His art is surprising but is not alarming [n'inquiète pas].

What is surprising and what is alarming - Le Fauconnier is particularly good at showing how different they are. The surprising indicates the feeling that accompanies an effort that remains for ever unfinished, it contains within itself the idea of revelation; the alarming implies a wilfully false understanding of the past.

Le Fauconnier situates his idea, which is particularly inaccessible to those who cannot stop talking about order and style, in a vast equilibrium of numbers. Making use of the riches of both the intelligence and the senses without preferring one to the other, he is able to put up with 'a certain coefficient of naturalism' - just what is needed to satisfy the requirements of a normal sensibility without throwing the mind into darkness. He does not allow charm to stumble into the space that is reserved for force, that one of the terms of the generous formulation he has adopted should draw attention to itself at the expense of the others. There is a precise link binding the constituent parts of the painting together into blocks that cannot in any way be altered. Le Fauconnier reaches the highest level of evocative power - solemn magnificence [la grandeur] is the mode of beauty he has chosen.

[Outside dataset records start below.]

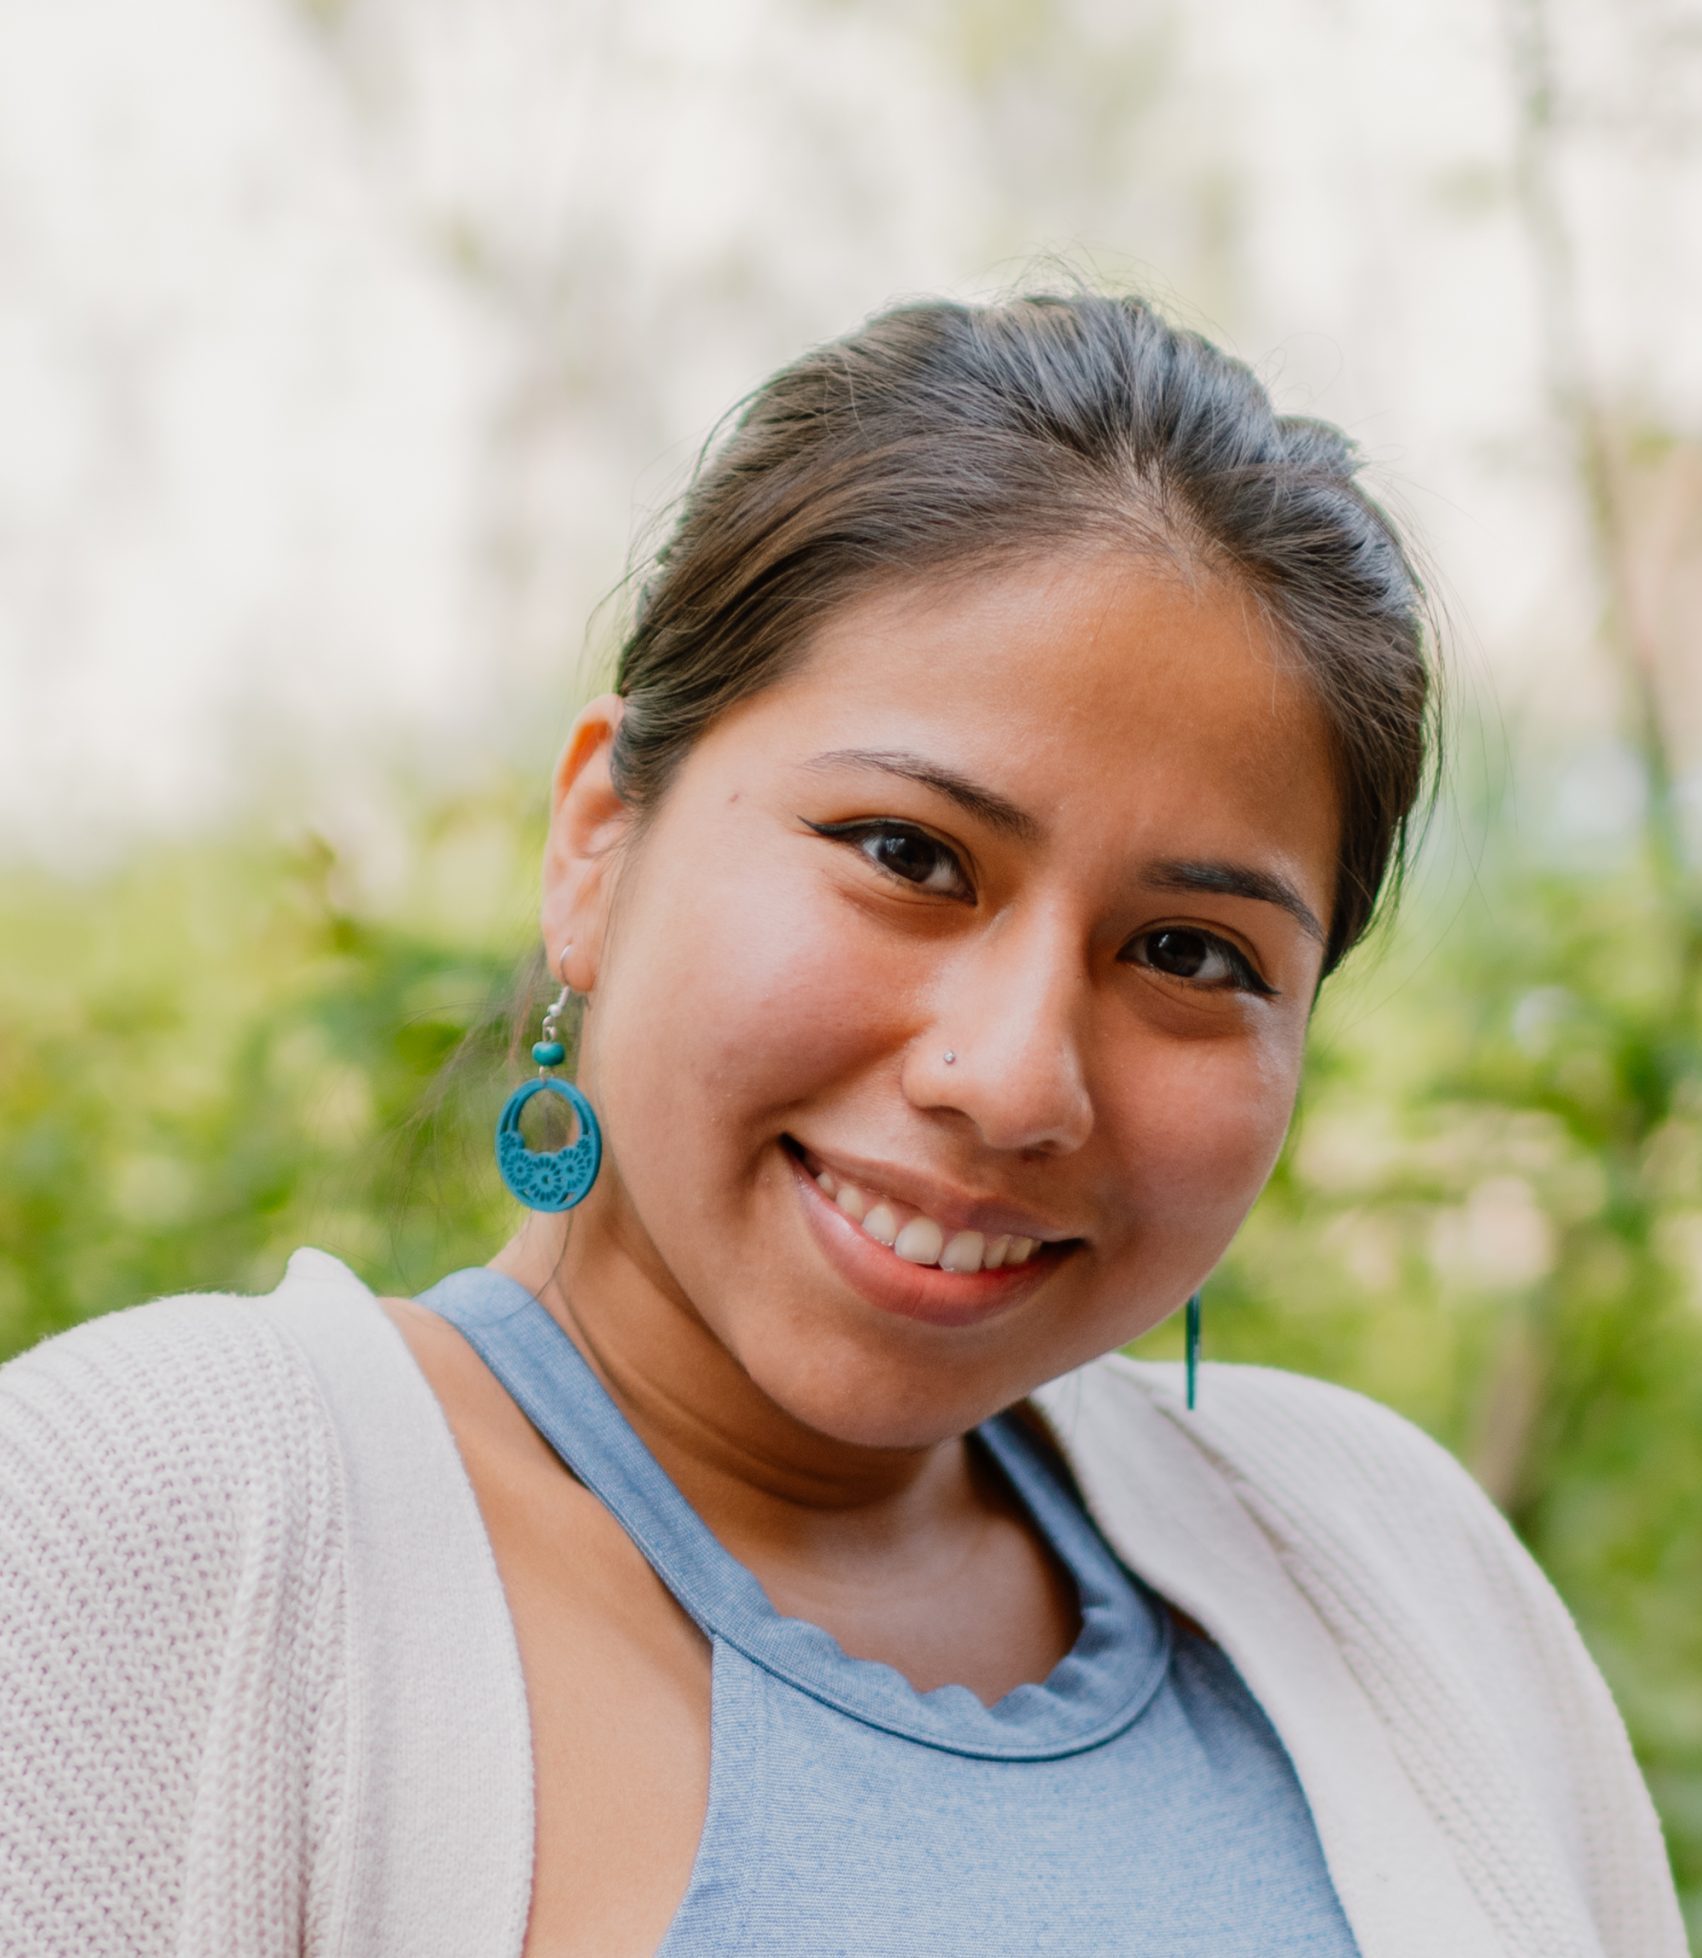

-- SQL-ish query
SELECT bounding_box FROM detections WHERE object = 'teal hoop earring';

[1185,1291,1203,1411]
[495,957,603,1213]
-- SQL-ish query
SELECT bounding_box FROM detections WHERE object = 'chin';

[728,1314,1025,1452]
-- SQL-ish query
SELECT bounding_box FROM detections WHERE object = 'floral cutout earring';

[494,948,604,1212]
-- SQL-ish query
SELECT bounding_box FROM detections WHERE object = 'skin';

[383,547,1342,1955]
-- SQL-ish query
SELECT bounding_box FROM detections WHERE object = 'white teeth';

[862,1201,900,1246]
[809,1158,1051,1273]
[939,1230,985,1273]
[893,1217,945,1265]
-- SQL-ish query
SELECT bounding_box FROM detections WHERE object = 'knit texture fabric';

[0,1248,1687,1957]
[1031,1361,1689,1958]
[0,1295,351,1956]
[0,1250,534,1958]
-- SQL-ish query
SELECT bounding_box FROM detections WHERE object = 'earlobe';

[540,692,631,991]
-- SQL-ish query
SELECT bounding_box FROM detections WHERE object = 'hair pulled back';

[612,292,1434,976]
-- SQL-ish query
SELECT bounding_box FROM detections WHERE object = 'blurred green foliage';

[0,789,541,1341]
[1,764,1698,1937]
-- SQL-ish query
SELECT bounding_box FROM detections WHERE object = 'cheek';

[1104,1017,1305,1235]
[588,830,910,1160]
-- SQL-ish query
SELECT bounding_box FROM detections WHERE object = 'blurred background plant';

[1,0,1699,1939]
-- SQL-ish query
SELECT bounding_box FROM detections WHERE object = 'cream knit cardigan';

[0,1248,1685,1958]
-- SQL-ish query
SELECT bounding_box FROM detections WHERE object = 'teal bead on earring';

[1185,1291,1203,1411]
[495,965,603,1213]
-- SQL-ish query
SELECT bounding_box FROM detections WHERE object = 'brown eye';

[1149,929,1215,979]
[871,830,951,886]
[809,819,973,900]
[1126,927,1273,996]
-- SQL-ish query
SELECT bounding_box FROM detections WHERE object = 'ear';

[539,692,633,993]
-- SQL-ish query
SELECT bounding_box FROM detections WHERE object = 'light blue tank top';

[417,1268,1359,1955]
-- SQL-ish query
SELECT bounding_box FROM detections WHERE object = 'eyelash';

[807,819,974,899]
[1125,928,1276,998]
[808,818,1277,998]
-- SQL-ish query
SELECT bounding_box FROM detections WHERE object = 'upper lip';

[792,1138,1084,1245]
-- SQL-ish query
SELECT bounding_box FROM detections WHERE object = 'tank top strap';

[414,1265,753,1642]
[973,1409,1135,1605]
[414,1266,1170,1759]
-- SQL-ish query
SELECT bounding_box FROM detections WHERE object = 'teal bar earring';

[1185,1291,1203,1411]
[495,950,603,1213]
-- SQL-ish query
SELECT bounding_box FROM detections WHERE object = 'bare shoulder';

[375,1300,714,1956]
[372,1291,698,1647]
[378,1293,536,1458]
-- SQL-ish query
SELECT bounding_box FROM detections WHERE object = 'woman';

[0,293,1684,1957]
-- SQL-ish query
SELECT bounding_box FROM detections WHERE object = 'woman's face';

[550,550,1340,1449]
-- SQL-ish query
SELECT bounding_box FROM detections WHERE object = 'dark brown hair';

[611,290,1435,977]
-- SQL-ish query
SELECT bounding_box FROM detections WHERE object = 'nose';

[908,917,1095,1155]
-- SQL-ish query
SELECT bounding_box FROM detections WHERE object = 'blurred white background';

[2,0,1698,867]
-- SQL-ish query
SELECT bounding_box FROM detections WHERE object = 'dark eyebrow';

[801,751,1324,940]
[802,747,1043,843]
[1147,859,1327,945]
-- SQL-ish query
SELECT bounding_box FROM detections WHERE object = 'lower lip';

[786,1147,1062,1329]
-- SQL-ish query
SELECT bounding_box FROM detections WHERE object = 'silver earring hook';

[539,944,575,1058]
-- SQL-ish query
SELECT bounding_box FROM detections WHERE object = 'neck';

[491,1208,981,1570]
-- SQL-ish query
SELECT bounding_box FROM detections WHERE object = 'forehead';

[731,551,1339,889]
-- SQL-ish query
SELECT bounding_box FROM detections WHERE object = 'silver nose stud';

[942,1050,957,1065]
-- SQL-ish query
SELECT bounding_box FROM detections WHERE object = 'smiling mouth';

[781,1138,1076,1277]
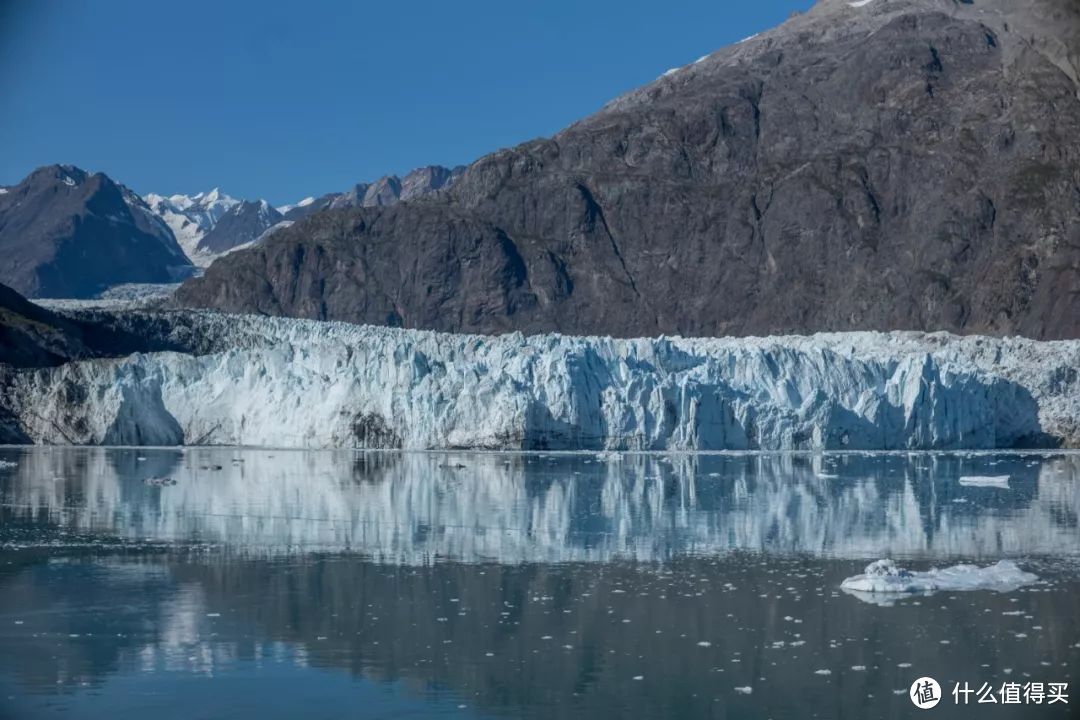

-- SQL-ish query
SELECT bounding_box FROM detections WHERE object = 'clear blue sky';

[0,0,813,205]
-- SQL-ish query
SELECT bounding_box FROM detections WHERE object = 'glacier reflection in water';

[1,447,1078,563]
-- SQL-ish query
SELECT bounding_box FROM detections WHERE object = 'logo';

[911,677,942,709]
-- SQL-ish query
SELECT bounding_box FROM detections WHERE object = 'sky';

[0,0,814,205]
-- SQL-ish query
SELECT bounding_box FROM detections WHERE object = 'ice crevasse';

[2,312,1079,450]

Independently of the deformations of the ignorant, or of stylisations that are frigid, form - which has for too many centuries been treated simply as the inanimate support for colour - is once again recovering its rights to life, to instability. To find in the Egyptians, the Greeks, the Chinese, what we need to respond to our modern desires, that is certainly a great admission of impotence! But if we abandon the ancient world to the archaeologist, old coins to the numismatist, and do not admit to the title of 'beauty' things whose prestige, dubious and indirect as it is, is perhaps drawn solely from the fact that are ancient - that does not mean, I repeat, that we pretend to want to have nothing to do with tradition. Tradition is in us, it is an acquisition of the subconscious, we don't have to think about it. We should stop for a moment before the Masters, listen to what they have to say ... and pass on. The flames of the Single Fire as they flare up progressively follow one upon the other too rapidly for us to take the time to admire them. Quickly, today's error becomes a truth, more complete than the truth of the past, and it quickly becomes an error again, to give birth to a truth that is richer still.

Aphrodite, the Venus we find in the museums, the archetype of the perfection of form, does not crystallise the Absolute any more than do the figurines of Oceania, Christian demons, the landscapes of Hiroshige Matonaga. Only the idleness of eroticism gives her any pretensions to eternity [seule la paresse des érotismes fit son éternité]. A sign that has sprung from the alphabet of a dead language, the marble goddess has become an abstract goddess; I hope she will go off and assume her proper place somewhere very far away from us in some Platonist hierarchy.

There was a time when one said of a woman: she is one of the infantas of Velasquez! Now we say: she is a blonde by Renoir! I have no doubt that tomorrow people will be saying: she is exuberant like a Delaunay, noble like a Le Fauconnier, lovely like a Braque or, simply, like a Picasso.